# Driving me crazy!!!



## jaker (Feb 24, 2005)

My puppy is driving me crazy!!! He's 17-weeks and is completely defiant. I've lost all respect from him. How did that happen? I've been on crutches the last three weeks and have had a difficult time being on top of things at all times. Also have two children under 6 years.

Since I'm not able to pick up things as consistently as normal, Nibbles (my pup) is getting his mouth onto everything. When I say "drop it" or "leave it" in a very stern voice, he ignores me.

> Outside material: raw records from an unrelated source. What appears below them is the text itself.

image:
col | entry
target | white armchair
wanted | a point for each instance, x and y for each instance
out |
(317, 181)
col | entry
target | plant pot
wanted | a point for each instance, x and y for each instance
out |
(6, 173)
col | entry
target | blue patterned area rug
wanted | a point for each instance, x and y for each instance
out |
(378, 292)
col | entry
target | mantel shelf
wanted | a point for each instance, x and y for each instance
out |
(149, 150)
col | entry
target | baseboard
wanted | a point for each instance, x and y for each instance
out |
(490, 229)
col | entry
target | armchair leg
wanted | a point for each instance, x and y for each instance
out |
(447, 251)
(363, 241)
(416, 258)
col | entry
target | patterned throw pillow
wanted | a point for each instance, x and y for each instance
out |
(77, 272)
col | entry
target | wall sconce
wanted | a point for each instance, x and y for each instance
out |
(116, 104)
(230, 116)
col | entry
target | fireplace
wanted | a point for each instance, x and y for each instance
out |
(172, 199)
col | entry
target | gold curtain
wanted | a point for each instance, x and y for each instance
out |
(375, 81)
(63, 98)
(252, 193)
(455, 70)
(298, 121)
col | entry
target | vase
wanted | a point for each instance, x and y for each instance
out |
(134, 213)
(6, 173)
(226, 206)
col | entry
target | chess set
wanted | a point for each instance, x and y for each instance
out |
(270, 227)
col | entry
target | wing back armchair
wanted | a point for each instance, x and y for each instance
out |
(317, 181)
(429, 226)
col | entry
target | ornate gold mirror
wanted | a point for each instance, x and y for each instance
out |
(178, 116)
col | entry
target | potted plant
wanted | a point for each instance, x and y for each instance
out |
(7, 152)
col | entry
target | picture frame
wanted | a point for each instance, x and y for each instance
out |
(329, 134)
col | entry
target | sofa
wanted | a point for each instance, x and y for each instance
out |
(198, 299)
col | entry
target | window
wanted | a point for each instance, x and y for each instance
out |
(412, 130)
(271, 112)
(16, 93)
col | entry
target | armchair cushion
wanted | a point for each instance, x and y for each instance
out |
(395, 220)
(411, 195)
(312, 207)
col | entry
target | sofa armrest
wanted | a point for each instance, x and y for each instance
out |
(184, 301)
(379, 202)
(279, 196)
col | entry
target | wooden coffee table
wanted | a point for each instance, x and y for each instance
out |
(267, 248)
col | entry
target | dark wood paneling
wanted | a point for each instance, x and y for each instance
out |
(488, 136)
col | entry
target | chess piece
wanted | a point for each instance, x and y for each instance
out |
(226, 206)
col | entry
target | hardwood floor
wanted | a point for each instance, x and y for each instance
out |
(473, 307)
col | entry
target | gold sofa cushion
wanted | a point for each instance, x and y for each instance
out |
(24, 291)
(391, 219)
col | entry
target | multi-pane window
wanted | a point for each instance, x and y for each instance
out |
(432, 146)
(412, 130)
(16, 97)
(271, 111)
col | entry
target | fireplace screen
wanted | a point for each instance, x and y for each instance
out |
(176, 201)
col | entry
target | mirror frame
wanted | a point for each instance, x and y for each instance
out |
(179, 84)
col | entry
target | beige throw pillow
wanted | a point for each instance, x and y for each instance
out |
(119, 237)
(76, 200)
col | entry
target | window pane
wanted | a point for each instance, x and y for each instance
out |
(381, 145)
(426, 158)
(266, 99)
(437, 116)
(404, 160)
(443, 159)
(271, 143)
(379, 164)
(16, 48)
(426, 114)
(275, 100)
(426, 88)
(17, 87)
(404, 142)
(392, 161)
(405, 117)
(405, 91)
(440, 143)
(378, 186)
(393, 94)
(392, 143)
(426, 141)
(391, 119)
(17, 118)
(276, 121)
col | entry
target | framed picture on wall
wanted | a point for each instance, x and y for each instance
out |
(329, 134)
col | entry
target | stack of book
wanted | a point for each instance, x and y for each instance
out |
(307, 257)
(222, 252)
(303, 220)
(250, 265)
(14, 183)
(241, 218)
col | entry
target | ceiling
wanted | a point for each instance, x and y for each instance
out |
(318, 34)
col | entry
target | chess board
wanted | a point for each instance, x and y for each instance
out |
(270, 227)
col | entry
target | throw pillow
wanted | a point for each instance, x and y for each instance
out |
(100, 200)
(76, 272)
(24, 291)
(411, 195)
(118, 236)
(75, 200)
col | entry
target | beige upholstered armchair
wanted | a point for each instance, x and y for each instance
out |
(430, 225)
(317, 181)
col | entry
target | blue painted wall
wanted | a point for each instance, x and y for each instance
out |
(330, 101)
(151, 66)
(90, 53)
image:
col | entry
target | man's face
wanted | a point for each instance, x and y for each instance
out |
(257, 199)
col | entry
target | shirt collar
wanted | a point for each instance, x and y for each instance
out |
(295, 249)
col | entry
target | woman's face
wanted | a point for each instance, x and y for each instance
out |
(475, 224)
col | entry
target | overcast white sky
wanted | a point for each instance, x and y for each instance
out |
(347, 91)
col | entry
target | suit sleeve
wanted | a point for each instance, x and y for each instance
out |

He thinks it's fun to keep the item in his mouth and run out the doggy door with it. 

Also, we just put new sod in the backyard and Nibbles keeps poking his nose into it and creating holes. What is a person to do???!!

I'm so negative right now. You name it, he does everything wrong (bites, barks, scratches at the door, chews plants, pulls up newly landscaped wood chip covering, doesn't listen...he is doing well potty training though). HELP!


----------



## Sylphide and Shrek's Mom (Dec 4, 2004)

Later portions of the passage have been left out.